Yes, people do that. When someone cheats on his/her spouse, is it because it
seems to be the wise path? No, it's quite likely that such a person knows that
it is wrong, unethical, and also very unwise - and still do it. And we all do
this in smaller things all the time: e.g. exercising our ego and being rude to
each other when we know that it will only make things worse; eating a lot of
junk food when we know that it will make us unhealthy - and so on.

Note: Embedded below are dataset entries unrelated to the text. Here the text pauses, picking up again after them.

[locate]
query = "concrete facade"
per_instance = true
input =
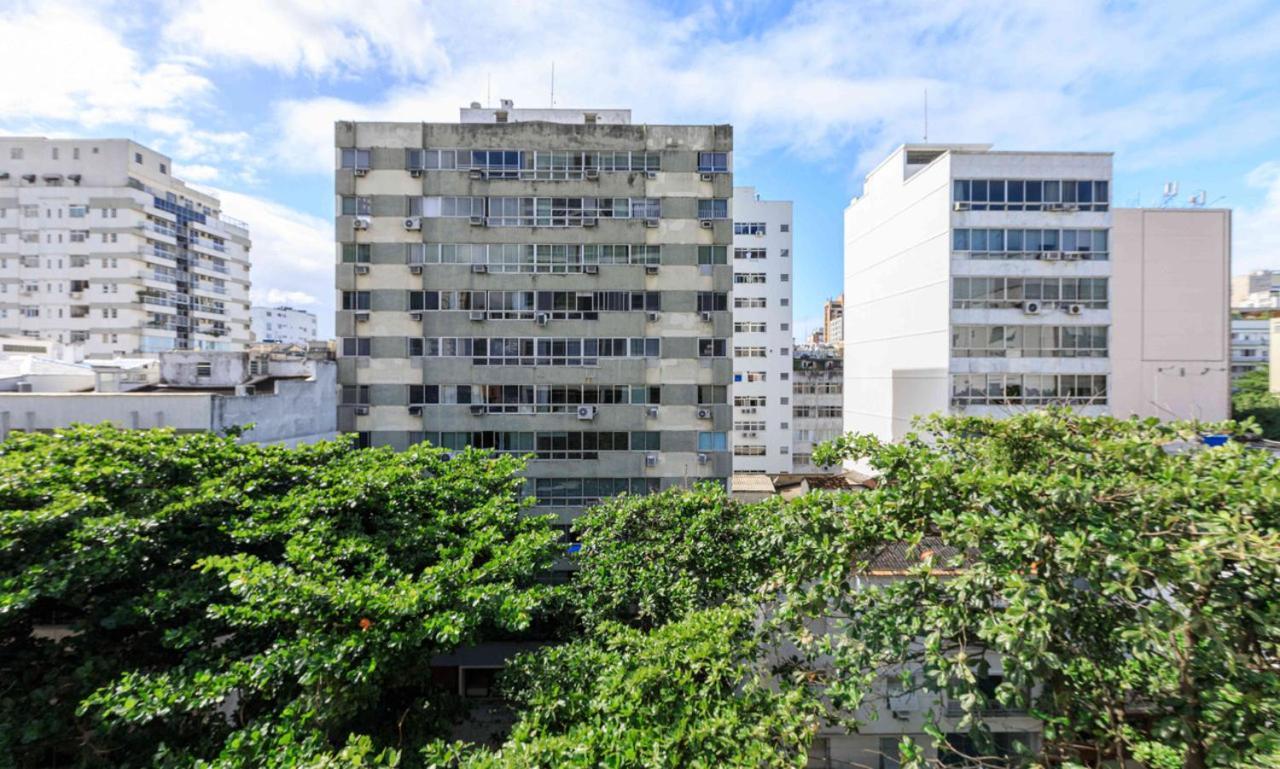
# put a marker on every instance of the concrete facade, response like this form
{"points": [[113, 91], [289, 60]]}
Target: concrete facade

People are not just rational minds: we also have instincts and emotions. Free
will is not about finding the solution to a logical problem: it is about
balancing between these things.

Just think about how you could define an algorithm for solving an ethical
dilemma. What is your algorithm? What is Mother Theresa's algorithm? What
would happen if everybody had the same (supposedly ideal) algorithm, and would
kill / self-sacrifice in the same kinds of situations? Would we survive at
all?

If transferring our minds to software would be possible, would we want to
transfer our emotions or instincts to this software at all? Would we really
want to live as robots, or would we want to keep something "human" too?

------
detritus
Strange, I consider myself somewhat 'up-to-date on technology' and think we're
further away from full consciousness transference to hardware than I've ever
thought before.

The more I learn about how complex and how.. dense.. the brain is, the more
decades I add onto that singular point where I think I might be able to escape
my meat vessel.

Sadly!

\- ed

not that I don't necessarily think computer complexity might reach parity with
the human mind in my lifetime, more it being the not so trivial matter of
creating whatever transference mechanic is tasked with copying a human mind
over at the multi-connected neuron level.

------
jqm
It may be possible to duplicate a humans thought patterns in silicon, but I'm
not sure this will cause self awareness.

Self awareness hasn't yet been satisfactorily explained to me in terms of
brain patterns... I'm not religious, nor superstitious, so I assume self
awareness must rely on physical phenomenon, but what causes it as far as I
know remains a mystery. Maybe a copy becomes conscious. That would be cool.
But I'm skeptical it's going to be that easy.